M. Isabella a choisi d’examiner les processus de politisation en portant une attention toute particulière aux mobilisations populaires pour ou contre les révolutions. Pour ce faire, il incorpore à son analyse non seulement de grandes figures politiques, mais aussi des militaires, des commerçants, des artisans, des marins, des paysans et des ecclésiastiques. Le livre est long et dense, mais le lecteur y avance avec aisance grâce à une prose de qualité. Au fil des treize chapitres se succèdent de fines analyses comparatives des révolutions, quand les connexions sont mises en lumière grâce à diverses stratégies narratives.
L’idée de tisser des liens entre les révolutions de 1820-1821 n’est certes pas nouvelle. Si l’entreprise remonte à plusieurs décennies, elle s’est récemment vue enrichie de nombreuses études, du fait du bicentenaire des événements. Toutefois, il s’agit surtout d’ouvrages collectifs plutôt que de recherches et d’analyses individuelles. Ce qui se rapproche le plus de ce qu’offre aujourd’hui M. Isabella est sans doute le livre de Richard Stites, The Four Horsemen: Riding to Liberty in Post-Napoleonic Europe Footnote 1. Sans non plus renoncer à comparer les différents cas, R. Stites centrait cependant son analyse sur chacun d’eux séparément, tandis que M. Isabella adopte une perspective transversale. En outre, R. Stites prêtait peu d’attention au Portugal et au Piémont, et incluait dans son livre les décembristes russes, les intégrant ainsi dans un mouvement politique révolutionnaire paneuropéen initié en Méditerranée. Pour sa part, M. Isabella ne prend pas en compte le cas russe. Son critère d’analyse est d’abord géographique, axé sur ce qu’il appelle « Southern Europe », un espace dont la cohérence ne fait aucun doute mais qui n’est pas sans poser d’autres défis méthodologiques. Bien sûr, M. Isabella cherche à éviter que ce critère géographique n’apparaisse comme un choix déterministe ou de circonstance. De fait, cette « Europe du Sud » a déjà été traitée comme telle par d’autres historiennes et historiens, qui la rapportent aux États bordiers de la Méditerranée.
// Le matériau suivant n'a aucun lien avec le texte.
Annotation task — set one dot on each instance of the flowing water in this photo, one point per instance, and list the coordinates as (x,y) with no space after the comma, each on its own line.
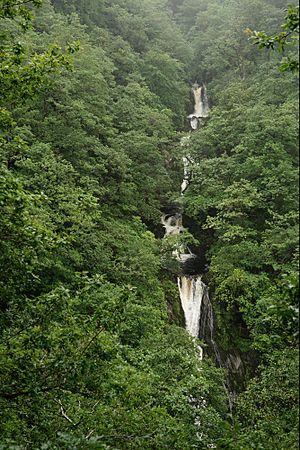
(201,107)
Il en va ainsi, par exemple, du livre collectif Re-Imagining Democracy in the Mediterranean, 1780-1860, dans lequel M. Isabella livrait un chapitre où il présentait certaines de ses interprétations et hypothèsesFootnote 2. Ce dernier a également co-édité un livre sur l’espace méditerranéen étudié du point de vue des mobilités, dans lequel il replaçait l’étude de l’Europe méridionale au sein d’une longue tradition historiographiqueFootnote 3.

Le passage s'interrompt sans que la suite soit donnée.